Nine Digital Pty Ltd
- Company type: Subsidiary
- Industry: Media
- Founded: 1997; 29 years ago
- Headquarters: Sydney, Australia
- Products: Television, Digital, Events
- Parent: Nine Entertainment Co. (2013–present)

= Nine Digital =

Australian digital media company

Nine Digital Pty Ltd (formerly Mi9) is an Australian digital media company and subsidiary of Nine Entertainment Co.

==History==

Ninemsn was originally formed in 1997 as a joint venture between Microsoft and PBL. The ninemsn website operated as the main website for the Nine Network and MSN in Australia.

The Ninemsn company was renamed Mi9 in 2013, and in October 2013, Microsoft sold its 50% stake in the company to Nine Entertainment. Mi9 was subsequently renamed Nine Digital.

== Services ==
=== 9Honey ===
Women's network 9Honey was launched as a fashion site in April 2015. Nine subsequently brought together several online brands under the a single women’s network called 9Honey in 2016. This change saw the fashion and beauty website rebranded as 9Style.

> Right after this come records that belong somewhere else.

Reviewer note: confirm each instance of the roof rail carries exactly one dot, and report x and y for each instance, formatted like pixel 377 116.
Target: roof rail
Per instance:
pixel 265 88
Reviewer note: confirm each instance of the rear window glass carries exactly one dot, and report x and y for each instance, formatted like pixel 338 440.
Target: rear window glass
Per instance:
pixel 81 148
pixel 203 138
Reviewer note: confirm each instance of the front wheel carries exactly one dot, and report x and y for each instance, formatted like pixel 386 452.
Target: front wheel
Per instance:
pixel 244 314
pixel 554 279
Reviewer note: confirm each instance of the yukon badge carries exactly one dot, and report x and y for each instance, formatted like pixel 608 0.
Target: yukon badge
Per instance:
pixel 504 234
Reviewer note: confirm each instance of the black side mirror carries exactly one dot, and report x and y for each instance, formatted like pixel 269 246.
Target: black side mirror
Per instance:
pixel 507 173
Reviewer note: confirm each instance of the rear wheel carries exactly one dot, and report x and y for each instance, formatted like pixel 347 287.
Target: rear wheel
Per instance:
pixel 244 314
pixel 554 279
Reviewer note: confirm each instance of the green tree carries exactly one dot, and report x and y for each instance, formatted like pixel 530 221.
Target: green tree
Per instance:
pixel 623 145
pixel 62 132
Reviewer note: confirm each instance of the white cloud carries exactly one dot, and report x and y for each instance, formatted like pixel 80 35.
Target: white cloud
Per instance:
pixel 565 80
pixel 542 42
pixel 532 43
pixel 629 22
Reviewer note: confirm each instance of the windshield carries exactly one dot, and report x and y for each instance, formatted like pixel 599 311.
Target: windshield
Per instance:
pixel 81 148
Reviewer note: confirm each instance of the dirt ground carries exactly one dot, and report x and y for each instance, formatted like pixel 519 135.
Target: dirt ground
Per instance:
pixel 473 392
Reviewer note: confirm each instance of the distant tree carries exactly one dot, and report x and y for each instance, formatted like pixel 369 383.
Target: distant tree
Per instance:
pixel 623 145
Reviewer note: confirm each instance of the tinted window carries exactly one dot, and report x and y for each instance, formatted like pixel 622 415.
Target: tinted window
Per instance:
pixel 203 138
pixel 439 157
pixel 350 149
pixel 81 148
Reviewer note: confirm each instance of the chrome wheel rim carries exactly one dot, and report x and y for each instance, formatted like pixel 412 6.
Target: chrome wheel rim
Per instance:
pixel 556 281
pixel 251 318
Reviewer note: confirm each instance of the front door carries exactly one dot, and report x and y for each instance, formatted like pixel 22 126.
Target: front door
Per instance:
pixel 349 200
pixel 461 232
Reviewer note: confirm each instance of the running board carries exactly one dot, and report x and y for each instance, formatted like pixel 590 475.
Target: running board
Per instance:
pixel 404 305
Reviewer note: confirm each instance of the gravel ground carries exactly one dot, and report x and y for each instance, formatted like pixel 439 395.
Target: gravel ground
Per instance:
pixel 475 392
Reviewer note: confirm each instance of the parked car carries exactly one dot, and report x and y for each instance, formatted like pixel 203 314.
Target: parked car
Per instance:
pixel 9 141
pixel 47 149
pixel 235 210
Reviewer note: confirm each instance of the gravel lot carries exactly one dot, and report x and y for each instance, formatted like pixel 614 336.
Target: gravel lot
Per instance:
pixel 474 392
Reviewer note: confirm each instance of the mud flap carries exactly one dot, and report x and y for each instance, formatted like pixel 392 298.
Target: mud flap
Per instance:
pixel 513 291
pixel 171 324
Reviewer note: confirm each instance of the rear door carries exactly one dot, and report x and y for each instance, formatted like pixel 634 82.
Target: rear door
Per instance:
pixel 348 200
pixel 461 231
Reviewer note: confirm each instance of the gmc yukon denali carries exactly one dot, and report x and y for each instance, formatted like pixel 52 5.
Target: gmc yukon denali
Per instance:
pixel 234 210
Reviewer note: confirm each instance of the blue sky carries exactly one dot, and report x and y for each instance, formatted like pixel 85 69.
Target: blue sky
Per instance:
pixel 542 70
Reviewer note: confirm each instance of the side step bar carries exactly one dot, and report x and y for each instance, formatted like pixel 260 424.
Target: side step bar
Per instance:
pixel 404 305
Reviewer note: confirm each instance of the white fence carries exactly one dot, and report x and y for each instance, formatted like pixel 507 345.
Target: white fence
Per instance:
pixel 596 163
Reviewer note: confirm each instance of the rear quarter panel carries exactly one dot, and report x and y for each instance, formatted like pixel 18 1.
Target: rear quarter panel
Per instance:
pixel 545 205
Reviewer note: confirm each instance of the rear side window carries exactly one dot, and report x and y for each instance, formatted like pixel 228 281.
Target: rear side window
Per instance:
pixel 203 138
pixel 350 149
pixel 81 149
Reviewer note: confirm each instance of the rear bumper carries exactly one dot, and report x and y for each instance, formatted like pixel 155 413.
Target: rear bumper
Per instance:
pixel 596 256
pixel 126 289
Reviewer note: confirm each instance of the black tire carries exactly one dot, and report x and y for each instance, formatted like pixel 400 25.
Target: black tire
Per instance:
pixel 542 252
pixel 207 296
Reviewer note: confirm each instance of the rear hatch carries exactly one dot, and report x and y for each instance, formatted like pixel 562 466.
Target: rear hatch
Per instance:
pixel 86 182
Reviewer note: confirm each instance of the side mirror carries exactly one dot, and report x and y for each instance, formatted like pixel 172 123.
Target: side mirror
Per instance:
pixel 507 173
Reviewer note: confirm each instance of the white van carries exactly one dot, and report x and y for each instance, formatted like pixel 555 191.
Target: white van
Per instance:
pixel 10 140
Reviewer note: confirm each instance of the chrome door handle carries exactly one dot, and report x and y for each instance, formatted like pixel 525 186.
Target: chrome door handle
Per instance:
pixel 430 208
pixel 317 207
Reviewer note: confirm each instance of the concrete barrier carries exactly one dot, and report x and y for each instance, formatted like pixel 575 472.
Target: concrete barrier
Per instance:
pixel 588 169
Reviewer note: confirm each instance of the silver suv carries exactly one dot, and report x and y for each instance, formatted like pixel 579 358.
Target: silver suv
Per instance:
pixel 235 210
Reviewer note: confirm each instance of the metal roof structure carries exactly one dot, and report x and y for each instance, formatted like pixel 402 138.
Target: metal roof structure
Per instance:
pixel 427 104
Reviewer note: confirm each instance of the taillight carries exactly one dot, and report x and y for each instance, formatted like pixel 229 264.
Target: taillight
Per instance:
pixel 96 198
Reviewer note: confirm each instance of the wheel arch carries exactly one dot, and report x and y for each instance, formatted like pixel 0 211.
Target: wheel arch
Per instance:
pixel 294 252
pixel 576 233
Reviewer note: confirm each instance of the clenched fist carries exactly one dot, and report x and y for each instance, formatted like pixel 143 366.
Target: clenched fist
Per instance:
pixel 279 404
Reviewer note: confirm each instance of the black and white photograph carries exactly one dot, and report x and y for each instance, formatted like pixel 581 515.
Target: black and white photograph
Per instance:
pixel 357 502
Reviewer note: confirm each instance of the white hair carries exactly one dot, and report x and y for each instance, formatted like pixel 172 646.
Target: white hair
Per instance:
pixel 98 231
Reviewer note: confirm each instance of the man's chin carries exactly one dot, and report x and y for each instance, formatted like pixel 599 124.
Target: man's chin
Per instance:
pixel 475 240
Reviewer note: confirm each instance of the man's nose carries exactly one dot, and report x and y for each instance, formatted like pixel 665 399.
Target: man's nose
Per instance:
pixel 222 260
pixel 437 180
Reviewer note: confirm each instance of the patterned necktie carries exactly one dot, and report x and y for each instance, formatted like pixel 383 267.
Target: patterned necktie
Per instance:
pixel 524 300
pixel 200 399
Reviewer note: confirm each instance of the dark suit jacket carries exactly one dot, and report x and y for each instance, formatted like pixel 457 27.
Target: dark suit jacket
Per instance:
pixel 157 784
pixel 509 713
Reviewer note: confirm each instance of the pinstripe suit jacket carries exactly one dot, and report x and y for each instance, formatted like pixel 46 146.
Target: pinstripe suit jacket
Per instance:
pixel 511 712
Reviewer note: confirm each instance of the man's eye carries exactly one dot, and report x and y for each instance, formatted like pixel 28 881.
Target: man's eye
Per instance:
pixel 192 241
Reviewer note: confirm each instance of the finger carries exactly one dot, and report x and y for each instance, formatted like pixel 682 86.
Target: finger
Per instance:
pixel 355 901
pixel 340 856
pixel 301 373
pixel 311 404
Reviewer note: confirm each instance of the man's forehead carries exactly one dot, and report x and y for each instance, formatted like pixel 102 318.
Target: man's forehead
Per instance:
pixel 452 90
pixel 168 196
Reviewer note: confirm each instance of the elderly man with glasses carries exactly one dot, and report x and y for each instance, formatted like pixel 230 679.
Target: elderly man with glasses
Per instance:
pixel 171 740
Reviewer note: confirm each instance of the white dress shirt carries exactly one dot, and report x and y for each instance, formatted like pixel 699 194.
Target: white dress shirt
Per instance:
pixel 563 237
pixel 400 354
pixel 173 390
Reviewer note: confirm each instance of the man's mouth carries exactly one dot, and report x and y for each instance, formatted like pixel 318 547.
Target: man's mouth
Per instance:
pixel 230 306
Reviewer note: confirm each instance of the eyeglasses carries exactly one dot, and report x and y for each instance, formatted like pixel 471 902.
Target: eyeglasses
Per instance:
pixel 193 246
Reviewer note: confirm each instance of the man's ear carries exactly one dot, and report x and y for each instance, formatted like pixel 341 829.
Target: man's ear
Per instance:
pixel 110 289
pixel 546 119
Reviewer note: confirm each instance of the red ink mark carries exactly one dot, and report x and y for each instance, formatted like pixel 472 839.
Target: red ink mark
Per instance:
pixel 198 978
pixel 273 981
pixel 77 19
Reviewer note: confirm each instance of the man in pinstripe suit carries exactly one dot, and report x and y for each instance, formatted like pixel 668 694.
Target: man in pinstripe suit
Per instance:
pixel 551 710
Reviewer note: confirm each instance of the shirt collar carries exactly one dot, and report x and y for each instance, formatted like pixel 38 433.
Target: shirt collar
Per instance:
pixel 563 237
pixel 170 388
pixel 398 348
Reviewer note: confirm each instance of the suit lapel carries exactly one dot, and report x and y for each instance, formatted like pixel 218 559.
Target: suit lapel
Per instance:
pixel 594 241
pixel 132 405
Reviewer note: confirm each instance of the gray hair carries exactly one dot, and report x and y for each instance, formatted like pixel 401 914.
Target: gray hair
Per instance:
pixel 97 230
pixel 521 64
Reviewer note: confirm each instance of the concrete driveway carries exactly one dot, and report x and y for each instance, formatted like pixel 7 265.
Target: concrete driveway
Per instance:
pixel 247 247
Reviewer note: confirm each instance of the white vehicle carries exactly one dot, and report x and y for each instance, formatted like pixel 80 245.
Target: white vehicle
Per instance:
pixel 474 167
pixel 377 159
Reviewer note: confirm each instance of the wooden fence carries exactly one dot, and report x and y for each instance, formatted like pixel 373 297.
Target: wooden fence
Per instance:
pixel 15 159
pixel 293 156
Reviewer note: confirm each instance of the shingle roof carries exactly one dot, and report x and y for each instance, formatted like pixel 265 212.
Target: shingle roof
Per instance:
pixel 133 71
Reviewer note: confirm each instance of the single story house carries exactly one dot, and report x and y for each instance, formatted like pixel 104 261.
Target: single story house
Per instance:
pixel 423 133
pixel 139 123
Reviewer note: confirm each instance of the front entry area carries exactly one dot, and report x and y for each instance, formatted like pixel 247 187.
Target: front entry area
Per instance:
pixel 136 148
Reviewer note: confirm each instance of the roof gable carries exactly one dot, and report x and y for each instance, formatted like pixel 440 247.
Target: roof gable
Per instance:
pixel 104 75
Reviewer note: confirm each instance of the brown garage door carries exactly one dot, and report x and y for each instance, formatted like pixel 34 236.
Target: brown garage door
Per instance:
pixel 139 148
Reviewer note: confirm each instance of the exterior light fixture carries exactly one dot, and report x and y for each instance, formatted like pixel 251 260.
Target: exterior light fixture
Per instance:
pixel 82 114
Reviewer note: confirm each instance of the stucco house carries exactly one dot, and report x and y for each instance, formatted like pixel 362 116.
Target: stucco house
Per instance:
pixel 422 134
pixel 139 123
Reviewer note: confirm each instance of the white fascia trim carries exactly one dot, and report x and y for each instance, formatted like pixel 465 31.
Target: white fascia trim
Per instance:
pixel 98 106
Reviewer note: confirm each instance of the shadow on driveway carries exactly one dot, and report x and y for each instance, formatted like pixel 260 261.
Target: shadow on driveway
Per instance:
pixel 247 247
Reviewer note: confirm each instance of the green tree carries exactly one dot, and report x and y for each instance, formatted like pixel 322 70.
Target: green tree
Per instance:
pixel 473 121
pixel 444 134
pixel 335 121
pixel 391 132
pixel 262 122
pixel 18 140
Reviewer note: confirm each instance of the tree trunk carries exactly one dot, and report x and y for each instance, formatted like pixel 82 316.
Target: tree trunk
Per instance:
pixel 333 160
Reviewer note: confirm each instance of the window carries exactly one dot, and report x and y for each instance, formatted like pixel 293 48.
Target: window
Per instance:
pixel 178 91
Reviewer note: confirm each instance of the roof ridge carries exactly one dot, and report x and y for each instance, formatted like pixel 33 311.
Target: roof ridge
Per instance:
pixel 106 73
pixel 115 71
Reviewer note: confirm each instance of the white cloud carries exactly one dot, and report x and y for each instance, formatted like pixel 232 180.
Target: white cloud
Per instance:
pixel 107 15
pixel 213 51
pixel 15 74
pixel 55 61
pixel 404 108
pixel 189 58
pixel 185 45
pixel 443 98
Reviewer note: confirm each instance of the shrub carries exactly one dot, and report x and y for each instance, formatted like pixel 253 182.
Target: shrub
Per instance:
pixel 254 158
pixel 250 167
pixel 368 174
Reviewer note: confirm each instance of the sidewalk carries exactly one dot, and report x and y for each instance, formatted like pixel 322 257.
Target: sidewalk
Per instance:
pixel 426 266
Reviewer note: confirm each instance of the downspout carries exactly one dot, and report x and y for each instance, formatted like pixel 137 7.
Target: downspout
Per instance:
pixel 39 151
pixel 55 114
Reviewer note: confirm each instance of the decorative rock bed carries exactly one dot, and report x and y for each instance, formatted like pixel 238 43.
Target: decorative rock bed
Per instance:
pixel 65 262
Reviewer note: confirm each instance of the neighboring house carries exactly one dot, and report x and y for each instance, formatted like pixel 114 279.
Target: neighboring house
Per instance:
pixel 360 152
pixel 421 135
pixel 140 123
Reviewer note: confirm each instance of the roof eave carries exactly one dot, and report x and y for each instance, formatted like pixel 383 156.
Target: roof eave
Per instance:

- 9Honey | Binge: a site concerning television, streaming media and literature. It produces book reviews through its Booktopia brand and podcasts including Honey Mums and What the F is for Dinner.
- 9Honey | Celebrity: an entertainment, pop-culture and celebrity news site.
- 9Honey | Coach: a health-focused motivational site.
- 9Honey | Homes: an interior design and home styling site.
- 9Honey | Kitchen: a culinary site including recipes and cooking tips and stories.
- 9Honey | Mums: a site aimed at mothers including stories and insights on parenting.
- 9Honey | Style: a beauty and fashion site formerly branded as simply 9Honey.
- 9Honey | Travel: a travel and tourism sight including stories and recommendations.
- 9Honey | You: a female empowerment and inspiration site aimed at assisting women to meet their goals.

=== 9Now ===

Catch-up service 9Now was launched in 2016, replacing previous catch-up service 9Jumpin.

=== 9Saver ===
9Saver is a joint-venture with RevTech Media and an online money-saving site.

=== Future Women ===
Future Women is a brand aimed at professional women through events and workshops, an on-platform community and journalism.

=== Nine.com.au ===

Formerly a joint venture with Microsoft, website Ninemsn was renamed nine.com.au in 2016.

=== Pedestrian Group ===

Pedestrian is a youth digital news and entertainment website based in Sydney. It is part of the larger Pedestrian Group, which itself is wholly owned by Nine Entertainment. As of March 2022 Pedestrian also owns the Australian brands Vice Media (Australia), Business Insider Australia, Gizmodo Australia, Refinery29, Lifehacker Australia, Kotaku, Pedestrian JOBS, and Openair Cinemas'.

=== Stan ===

Stan is a subscription streaming service established in 2015.

== Former services ==
=== CarAdvice ===
CarAdvice is Australia's largest independent automotive content publisher. Its sister publication is BoatAdvice. In 2020, Nine announced plans to phase out the CarAdvice brand in 2021 in order to focus on its Drive brand.

=== Find a Babysitter ===
Find a Babysitter is Australia's largest online babysitter website started by Delia Timms and Jeff Bonnes in 2005. The couple divested from the company after five years. The website subsequently came under the control of Nine Entertainment. Nine sold the website back to Timms and Bonnes in 2021.

=== RSVP ===
RSVP is an online dating service purchased by John Fairfax Media in 2005. It merged with Oasis Active in 2014, whose co-founders David Heysen and Daniel Haigh were subsequently brought on to manage the combined entity. Nine sold RSVP to Heysen and Haigh in 2021.